Use it with Function Mesh

This example demonstrates how to create Cloud Storage sink connector through Function Mesh.

Prerequisites

Steps

  1. Define the Cloud Storage sink connector with a YAML file and save it as sink-sample.yaml.

    This example shows how to publish the Cloud Storage sink connector to Function Mesh with a Docker image.

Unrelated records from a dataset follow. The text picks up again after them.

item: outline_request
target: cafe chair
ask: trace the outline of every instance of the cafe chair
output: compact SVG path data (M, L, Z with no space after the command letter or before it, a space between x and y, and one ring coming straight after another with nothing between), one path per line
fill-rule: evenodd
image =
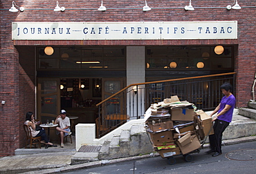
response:
M30 148L32 148L32 145L35 145L35 147L36 148L36 145L38 144L39 148L41 148L41 137L33 137L31 135L31 130L28 126L24 124L23 127L24 128L27 139L26 141L26 148L27 148L28 144L30 144Z
M71 144L73 144L73 142L72 142L72 134L71 135L66 135L66 136L64 137L64 139L66 140L66 142L68 142L68 137L70 137L70 142Z

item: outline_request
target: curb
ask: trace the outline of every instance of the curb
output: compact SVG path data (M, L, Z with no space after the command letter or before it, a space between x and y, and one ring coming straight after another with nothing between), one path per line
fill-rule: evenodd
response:
M243 143L243 142L253 142L253 141L256 141L256 136L241 137L241 138L237 138L237 139L224 139L222 142L222 145L228 146L228 145L232 145L232 144ZM205 144L203 145L203 148L207 148L208 147L209 147L209 144ZM60 173L62 172L69 172L69 171L86 168L89 167L100 166L103 165L113 164L118 163L118 162L127 162L127 161L131 161L131 160L138 160L140 159L152 157L157 157L157 156L160 156L160 155L157 153L152 153L150 154L144 155L141 156L129 157L118 158L118 159L114 159L114 160L101 160L101 161L87 162L87 163L83 163L83 164L75 164L75 165L68 165L67 166L63 166L63 167L60 167L60 168L55 168L41 170L41 171L30 171L30 172L26 172L26 173L22 173L24 174Z

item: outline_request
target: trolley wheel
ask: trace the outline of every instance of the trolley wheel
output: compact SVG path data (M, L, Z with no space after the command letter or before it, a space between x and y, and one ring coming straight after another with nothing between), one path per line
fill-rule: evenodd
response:
M168 158L167 160L168 160L168 164L170 165L173 165L173 164L176 164L176 160L173 157L171 157Z
M183 157L185 157L185 161L188 162L193 161L193 157L190 154L184 155Z

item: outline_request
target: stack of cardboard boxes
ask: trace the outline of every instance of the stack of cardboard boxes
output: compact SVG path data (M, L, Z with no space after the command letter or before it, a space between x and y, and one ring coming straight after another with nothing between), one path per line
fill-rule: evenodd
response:
M177 96L154 104L146 111L145 125L153 147L162 157L188 154L200 148L212 130L212 119ZM212 130L209 135L213 133Z

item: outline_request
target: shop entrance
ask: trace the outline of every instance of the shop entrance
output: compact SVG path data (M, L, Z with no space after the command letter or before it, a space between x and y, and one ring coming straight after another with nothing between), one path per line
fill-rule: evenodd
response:
M61 109L76 116L74 124L95 123L96 104L123 88L125 78L59 78L38 80L38 118L55 119Z

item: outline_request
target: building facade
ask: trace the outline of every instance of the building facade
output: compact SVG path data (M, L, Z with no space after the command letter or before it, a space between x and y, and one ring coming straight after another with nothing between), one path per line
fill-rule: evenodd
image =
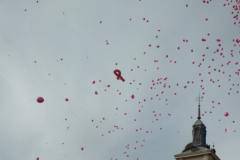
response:
M198 100L198 117L192 126L192 142L188 143L180 154L174 155L176 160L220 160L216 150L206 144L206 126L200 120L200 95ZM213 146L214 147L214 146Z

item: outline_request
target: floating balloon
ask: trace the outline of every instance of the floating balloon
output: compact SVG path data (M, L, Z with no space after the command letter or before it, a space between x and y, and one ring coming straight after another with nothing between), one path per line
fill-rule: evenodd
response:
M225 112L225 113L224 113L224 116L225 116L225 117L227 117L228 115L229 115L228 112Z
M121 71L119 69L115 69L113 73L117 76L117 80L122 80L123 82L125 81L125 79L121 76Z
M43 101L44 101L44 99L43 99L42 97L38 97L38 98L37 98L37 102L38 102L38 103L42 103Z

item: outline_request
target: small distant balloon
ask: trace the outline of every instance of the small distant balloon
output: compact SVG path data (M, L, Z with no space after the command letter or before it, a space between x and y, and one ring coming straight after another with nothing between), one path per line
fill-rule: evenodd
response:
M38 102L38 103L42 103L43 101L44 101L44 99L43 99L42 97L38 97L38 98L37 98L37 102Z
M225 116L225 117L227 117L228 115L229 115L228 112L225 112L225 113L224 113L224 116Z
M123 82L125 79L121 76L121 71L119 69L115 69L113 73L117 76L117 80L122 80Z

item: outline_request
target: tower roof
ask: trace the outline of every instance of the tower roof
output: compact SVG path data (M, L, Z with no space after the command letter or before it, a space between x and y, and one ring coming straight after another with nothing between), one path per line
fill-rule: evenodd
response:
M194 126L199 126L199 125L205 126L205 124L204 124L200 119L198 119L198 120L196 120L196 122L193 124L192 127L194 127ZM206 126L205 126L205 127L206 127Z

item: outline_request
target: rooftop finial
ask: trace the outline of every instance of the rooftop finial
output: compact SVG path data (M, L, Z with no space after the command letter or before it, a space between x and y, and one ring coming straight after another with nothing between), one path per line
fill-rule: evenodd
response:
M200 115L200 101L202 101L202 98L200 98L200 92L199 92L199 96L196 97L196 101L198 101L198 117L197 117L197 119L201 119L201 115Z

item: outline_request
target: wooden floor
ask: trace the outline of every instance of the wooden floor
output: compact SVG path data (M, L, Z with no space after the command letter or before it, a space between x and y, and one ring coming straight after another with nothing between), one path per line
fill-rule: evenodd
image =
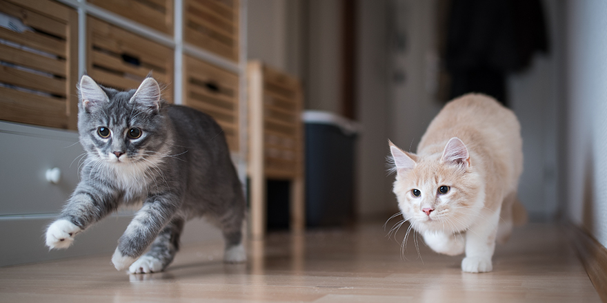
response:
M185 247L150 275L118 272L110 255L1 268L0 302L600 302L563 227L517 229L497 247L493 272L474 274L421 240L418 255L415 238L404 259L381 225L272 234L250 243L243 264L223 264L217 244Z

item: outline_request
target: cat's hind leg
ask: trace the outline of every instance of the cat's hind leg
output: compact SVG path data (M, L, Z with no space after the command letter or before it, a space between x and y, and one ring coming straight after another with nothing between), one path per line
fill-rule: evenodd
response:
M244 209L232 209L219 218L218 223L226 242L223 262L241 263L246 261L246 250L243 244Z
M499 223L497 225L497 240L499 244L506 243L512 234L513 206L517 200L516 191L513 191L504 198L501 202L501 211L499 214Z
M184 222L181 218L173 218L156 237L148 252L129 267L129 273L157 273L166 269L179 250Z
M179 207L179 198L168 192L148 197L118 240L112 263L119 271L128 269L145 253L169 224Z
M466 247L465 234L447 233L441 231L428 231L424 233L424 242L432 250L439 253L457 255L464 253Z

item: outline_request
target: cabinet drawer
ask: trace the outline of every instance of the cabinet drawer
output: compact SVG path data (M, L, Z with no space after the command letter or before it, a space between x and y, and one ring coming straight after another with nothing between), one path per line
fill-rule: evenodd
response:
M90 76L102 85L126 90L137 88L152 72L163 97L172 100L172 50L92 17L87 24Z
M205 112L221 126L230 150L239 150L238 76L185 56L183 104Z
M58 213L79 182L78 134L0 123L0 215ZM54 167L58 184L46 178Z
M185 0L183 40L237 61L239 6L238 0Z
M172 36L172 0L89 0L88 2Z
M34 2L0 0L0 120L75 129L78 15Z

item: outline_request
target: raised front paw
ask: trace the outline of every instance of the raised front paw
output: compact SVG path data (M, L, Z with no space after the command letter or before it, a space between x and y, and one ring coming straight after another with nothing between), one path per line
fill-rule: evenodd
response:
M242 263L246 261L246 251L242 243L226 249L223 262L226 263Z
M51 249L66 249L74 242L74 236L81 231L67 220L57 220L46 230L46 246Z
M491 259L483 257L466 257L461 260L461 271L466 273L487 273L493 270Z
M116 247L114 255L112 256L112 263L114 264L114 267L116 267L116 269L119 271L123 271L128 269L136 260L137 258L135 258L123 255L118 247Z

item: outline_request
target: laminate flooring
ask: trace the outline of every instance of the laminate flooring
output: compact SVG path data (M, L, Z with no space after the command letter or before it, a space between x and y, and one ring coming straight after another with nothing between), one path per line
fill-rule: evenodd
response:
M109 255L5 267L0 302L600 302L564 227L516 229L493 271L475 274L461 271L461 256L416 246L412 233L401 253L406 227L388 237L392 224L272 233L248 241L239 264L223 264L215 243L183 247L165 272L147 275L117 271Z

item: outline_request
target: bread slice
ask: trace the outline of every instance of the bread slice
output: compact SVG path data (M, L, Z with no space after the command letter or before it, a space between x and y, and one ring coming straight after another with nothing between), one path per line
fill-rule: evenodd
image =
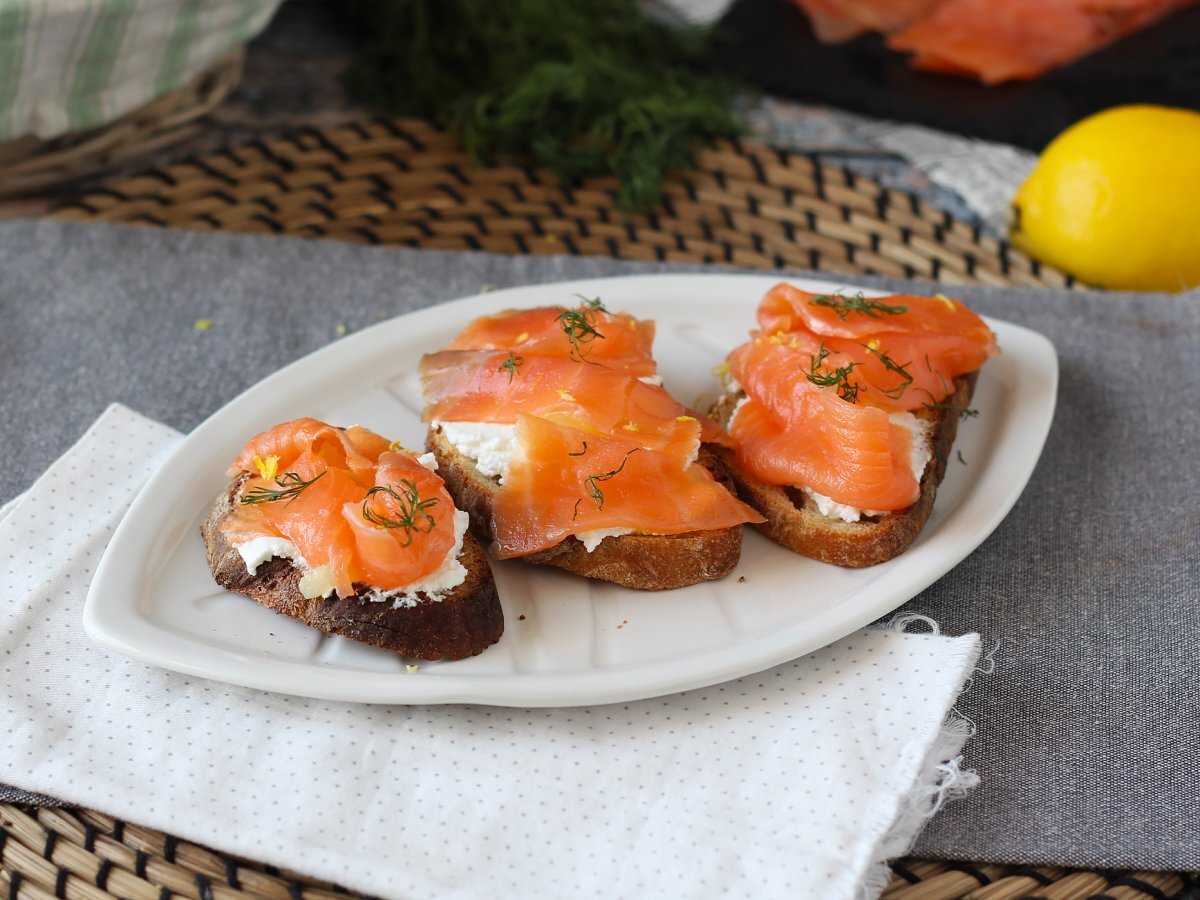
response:
M492 499L500 490L499 479L480 473L474 461L460 452L437 426L426 436L426 449L438 461L438 474L458 509L470 514L472 528L482 540L494 540ZM700 463L710 472L715 469L718 480L724 480L724 466L706 450L701 451ZM727 480L724 484L733 491ZM684 534L622 534L605 538L590 553L571 536L521 559L636 590L671 590L721 578L733 570L740 556L742 526L734 526Z
M464 659L500 640L504 613L487 556L469 533L463 536L458 560L466 580L440 600L418 594L412 606L372 601L361 586L354 596L306 599L300 593L301 571L289 559L276 557L258 566L254 575L221 532L232 514L238 487L245 475L221 492L208 520L200 526L209 569L217 583L257 600L275 612L290 616L329 635L341 635L404 656L422 660ZM355 586L360 587L360 586Z
M864 568L892 559L907 550L929 520L937 487L946 475L946 464L959 430L959 419L971 402L976 376L955 379L954 392L937 408L923 408L913 414L930 424L932 456L920 479L920 496L904 510L871 516L858 522L842 522L817 510L816 502L802 490L764 485L743 472L732 450L718 448L716 454L738 496L761 512L767 521L755 527L782 546L823 563ZM726 394L709 415L727 427L738 401L744 395Z

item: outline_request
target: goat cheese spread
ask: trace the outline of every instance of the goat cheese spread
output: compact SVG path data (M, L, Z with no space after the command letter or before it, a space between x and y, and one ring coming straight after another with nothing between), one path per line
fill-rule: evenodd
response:
M443 600L446 594L462 584L467 578L467 568L458 562L458 556L462 553L462 541L467 534L468 524L470 524L470 516L462 510L455 510L455 542L446 551L442 565L424 578L412 584L406 584L402 588L389 590L372 588L364 594L364 599L372 602L391 601L394 607L416 606L421 599L418 598L418 594L425 594L425 599L433 601ZM318 596L324 598L334 593L332 570L328 565L310 566L308 562L300 554L296 545L284 538L252 538L248 541L236 545L235 550L241 556L242 562L245 562L246 571L251 575L258 571L258 566L275 557L290 559L292 564L302 572L300 576L300 594L306 600L316 600Z

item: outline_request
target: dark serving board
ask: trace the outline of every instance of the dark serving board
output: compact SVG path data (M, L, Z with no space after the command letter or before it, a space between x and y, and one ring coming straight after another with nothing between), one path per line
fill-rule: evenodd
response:
M995 86L917 72L878 35L822 44L791 0L737 0L716 29L708 61L769 94L1034 151L1111 106L1200 109L1200 6L1037 80Z

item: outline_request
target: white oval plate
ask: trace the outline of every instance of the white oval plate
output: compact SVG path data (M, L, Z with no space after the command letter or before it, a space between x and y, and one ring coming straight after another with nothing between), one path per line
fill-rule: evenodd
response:
M746 529L728 577L643 593L516 562L496 563L504 637L479 656L420 662L326 637L221 590L199 524L224 469L254 433L311 415L424 440L416 365L476 316L600 296L658 322L666 386L703 408L713 367L754 326L770 276L659 275L512 288L402 316L276 372L192 432L139 493L96 571L88 632L122 654L187 674L365 703L584 706L672 694L757 672L823 647L896 608L958 564L1003 520L1050 428L1057 358L1043 336L990 322L1002 354L983 370L932 516L904 554L870 569L798 557ZM812 292L852 286L792 280ZM870 293L870 292L868 292Z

    apiVersion: compute.functionmesh.io/v1alpha1
    kind: Sink
    metadata:
      name: cloud-storage-sink-sample
    spec:
      image: streamnative/pulsar-io-cloud-storage:2.9.5.3
      className: org.apache.pulsar.io.jcloud.sink.CloudStorageGenericRecordSink
      replicas: 1
      maxReplicas: 1
      input:
        topic: persistent://public/default/user-avro-topic
        typeClassName:[B”
      sinkConfig:
        provider: "aws-s3",
        accessKeyId: "accessKeyId"
        secretAccessKey: "secretAccessKey"
        role: "none"
        roleSessionName: "none"
        bucket: "testBucket"
        region: "local"
        endpoint: "us-standard"
        formatType: "parquet"
        partitionerType: "time"
        timePartitionPattern: "yyyy-MM-dd"
        timePartitionDuration: "1d"
        batchSize: 10
        batchTimeMs: 1000
      pulsar:
        pulsarConfig: "test-pulsar-sink-config"
      resources:
        limits:
          cpu: "0.2"
          memory: 1.1G
        requests:
          cpu: "0.1"
          memory: 1G
      java:
        jar: connectors/pulsar-io-cloud-storage-2.9.5.3.nar
      clusterName: test-pulsar
    
  2. Apply the YAML file to create the Cloud Storage sink connector.

    Input

    kubectl apply -f <path-to-sink-sample.yaml>
    

    Output

    sink.compute.functionmesh.io/cloud-storage-sink-sample created
    
  3. Check whether the Cloud Storage sink connector is created successfully.

    Input

    kubectl get all
    

    Output

    NAME                                READY   STATUS      RESTARTS   AGE
    pod/cloud-storage-sink-sample-0     1/1     Running     0          77s
    

    After that, you can produce and consume messages using the Cloud Storage sink connector between Pulsar and your cloud storage provider.